What are the responsibilities and job description for the Associate Director, MLOps position at Evolution USA?
I’m partnering with a fast‑growing, mission‑driven AI technology company operating at the intersection of machine learning, large‑scale infrastructure, and real‑world impact. The business is well‑funded, product‑led, and already deploying AI systems into production at meaningful scale.
They’re now hiring an Associate Director, MLOps to lead the team responsible for the core ML infrastructure that supports large‑scale training, inference, and production deployment.
The Opportunity
This is a senior, hands‑on leadership role where you’ll own the ML platform that bridges research and production. You’ll be responsible for evolving the MLOps stack to support the next phase of scale — both technically and organizationally.
The environment suits someone who enjoys building reliable systems, leading strong engineers, and solving complex infrastructure problems in a highly collaborative setting.
The technical scope is broad and modern, including:
- Large‑scale ML training and inference workloads
- Cloud infrastructure & Kubernetes
- Distributed systems & observability
- Platform tooling and DevOps best practices
What You’ll Be Responsible For
- MLOps Vision & Strategy
- Define and execute the long‑term roadmap for the MLOps platform, balancing short‑term delivery with long‑term architectural evolution.
- Team Leadership
- Lead, mentor, and grow a team of 6–7 engineers. Allocate resources effectively across platform support and strategic initiatives.

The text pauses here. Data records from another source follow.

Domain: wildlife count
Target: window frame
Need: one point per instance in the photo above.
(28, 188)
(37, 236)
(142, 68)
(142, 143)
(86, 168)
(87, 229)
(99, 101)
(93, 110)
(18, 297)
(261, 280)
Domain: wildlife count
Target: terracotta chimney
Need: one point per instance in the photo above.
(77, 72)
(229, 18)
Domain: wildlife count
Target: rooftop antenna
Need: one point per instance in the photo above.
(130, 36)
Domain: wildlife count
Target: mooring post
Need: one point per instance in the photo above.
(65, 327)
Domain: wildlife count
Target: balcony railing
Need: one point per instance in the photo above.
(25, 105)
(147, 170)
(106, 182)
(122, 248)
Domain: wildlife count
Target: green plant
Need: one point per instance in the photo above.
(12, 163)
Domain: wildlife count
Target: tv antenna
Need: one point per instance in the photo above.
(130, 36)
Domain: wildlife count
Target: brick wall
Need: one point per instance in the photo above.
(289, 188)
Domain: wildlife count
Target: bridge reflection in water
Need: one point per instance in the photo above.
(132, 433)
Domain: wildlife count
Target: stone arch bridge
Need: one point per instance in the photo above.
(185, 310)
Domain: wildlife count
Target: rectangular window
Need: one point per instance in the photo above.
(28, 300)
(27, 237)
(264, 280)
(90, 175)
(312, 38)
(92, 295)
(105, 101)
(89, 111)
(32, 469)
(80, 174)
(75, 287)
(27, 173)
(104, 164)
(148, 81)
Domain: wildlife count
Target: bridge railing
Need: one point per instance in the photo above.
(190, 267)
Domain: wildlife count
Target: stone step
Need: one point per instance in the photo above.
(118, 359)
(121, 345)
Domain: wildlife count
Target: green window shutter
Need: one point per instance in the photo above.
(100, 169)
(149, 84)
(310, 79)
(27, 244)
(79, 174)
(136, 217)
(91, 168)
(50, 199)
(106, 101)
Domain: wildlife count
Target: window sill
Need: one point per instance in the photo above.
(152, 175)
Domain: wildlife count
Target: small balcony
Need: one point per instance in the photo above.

- Cross‑Functional Partnership
- Work closely with ML, data science, product engineering, infrastructure, and SRE leadership to identify bottlenecks, improve developer experience, and enable faster model deployment.
- Scalable ML Foundations
- Architect compute and storage pipelines capable of supporting extremely large datasets and complex derived artifacts with strong guarantees around performance and consistency.
- Inference Platform Modernization
- Drive modernization of the production inference stack to support 5–10× growth in AI workloads across global deployments.
- Observability & Cost Transparency
- Collaborate with SRE to implement metrics and tooling around utilization, performance, cost attribution, and turnaround time.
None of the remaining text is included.